As it turned out, Kent Baker, Brad Burton and Albro Lundy III found that a little help from a friend translated into a notable settlement with Sempra Energy, which could go as high as $1.9 billion and possibly bring millions of dollars to the casual beachside firm.


The settlement is well-positioned to be among one of the upper-echelon of class-action payouts and could go down as one of the biggest to date, excluding the tobacco industry’s $10 billion settlement with the federal government.


The group, partners in the Hermosa Beach law firm Baker Burton & Lundy, became involved with the case in 1999 after receiving a tip from an old pal, Lance Astrella.


The Denver-based attorney represented a client who in the late ’90s built pipelines for natural gas provider El Paso Corp. When El Paso dropped Astrella’s client as a vendor with no explanation, the client sued and lost. But the discovery documents El Paso produced for Astrella’s firm, some 200,000 documents in about 60 boxes, contained a smoking gun that apparently had been overlooked.


It was an agenda from a 1996 meeting in a Phoenix hotel room attended by top executives of Sempra-owned San Diego Gas & Electric Co. and Southern California Gas Co. as well as executives from El Paso and several other energy companies. The companies agreed to divide up California and New Mexico markets in order to avoid competition that would drive consumer prices down. The agenda even had the signature of an El Paso senior executive doodled repeatedly in the margin.


Since the document implied collusion among the big companies, it was the key piece of evidence that led to a lawsuit against the energy companies.


“You never find evidence like that,” Baker said. “They said it was just a regular meeting, but 11 guys in a hotel room?”



Big guns


Sensing the potential consequence and scope of the case, Baker Burton & Lundy needed a big gun, so the little firm partnered with Thomas V. Girardi’s firm, Girardi and Keese. Girardi had scored high-profile class-action wins against energy giants Pacific Gas & Electric Co., Unocal Corp. and Exxon Mobil Corp.


Getting a big partner turned out to be a wise move for Baker Burton.


“Most tort lawyers who would consider taking on a big case have to turn to a larger firm for help,” said Antony Stuart of Stuart Law Firm P.C., a past president of the Consumer Attorneys Association of Los Angeles, a local association of plaintiff’s lawyers with 2,500 members. “It’s about purse strings and about expertise as to how the case should be handled, down to the best experts to put on the case.”

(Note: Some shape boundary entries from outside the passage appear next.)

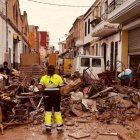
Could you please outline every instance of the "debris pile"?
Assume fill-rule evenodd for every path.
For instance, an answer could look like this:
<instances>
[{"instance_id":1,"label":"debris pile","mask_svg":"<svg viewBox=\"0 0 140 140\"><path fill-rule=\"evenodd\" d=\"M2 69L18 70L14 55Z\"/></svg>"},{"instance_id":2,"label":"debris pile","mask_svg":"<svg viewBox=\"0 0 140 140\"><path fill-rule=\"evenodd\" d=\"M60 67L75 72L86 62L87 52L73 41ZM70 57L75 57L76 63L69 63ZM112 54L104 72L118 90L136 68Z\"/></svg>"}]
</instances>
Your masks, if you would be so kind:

Bigger firms can provide loans to smaller firms during years of costly litigation, during which little or no money may flow to the little firm. And big firms often absorb the costs of experts and depositions. The larger, more well-known firm’s name can become a decisive factor in a case, even if the managing partner of the bigger firm has little involvement.


“The defendant knows that the big firm has the capability of prosecuting the case to an even higher verdict than the settlement,” Stuart explained. “Then the small firm has done the best job it can for its clients and accomplished a larger settlement which it couldn’t have done on its own.”


Girardi’s firm joined the team in August of 2000. Also coming aboard were Walter J. Lack of Engstrom Lipscomb & Lack P.C. and Pierce O’Donnell of O’Donnell Schaeffer Mortimer LLP. The suit was filed one month later.


Baker and Lundy worked on the Sempra litigation for six years. The case took all of Baker’s time for the last two years and 15 percent of Lundy’s caseload during the same period. They both credit Burton’s work, mostly business litigation and real estate, with keeping the firm’s doors open while they worked on the Sempra case.


“You know those Clint Eastwood spaghetti Westerns where Clint walks into a town and a mule is walking around a pole grinding corn?” Burton asked with a grin. “That’s me. I just keep grinding the corn.”


After all that grinding, a big payday appears imminent. Sempra and the other companies decided to settle earlier this month.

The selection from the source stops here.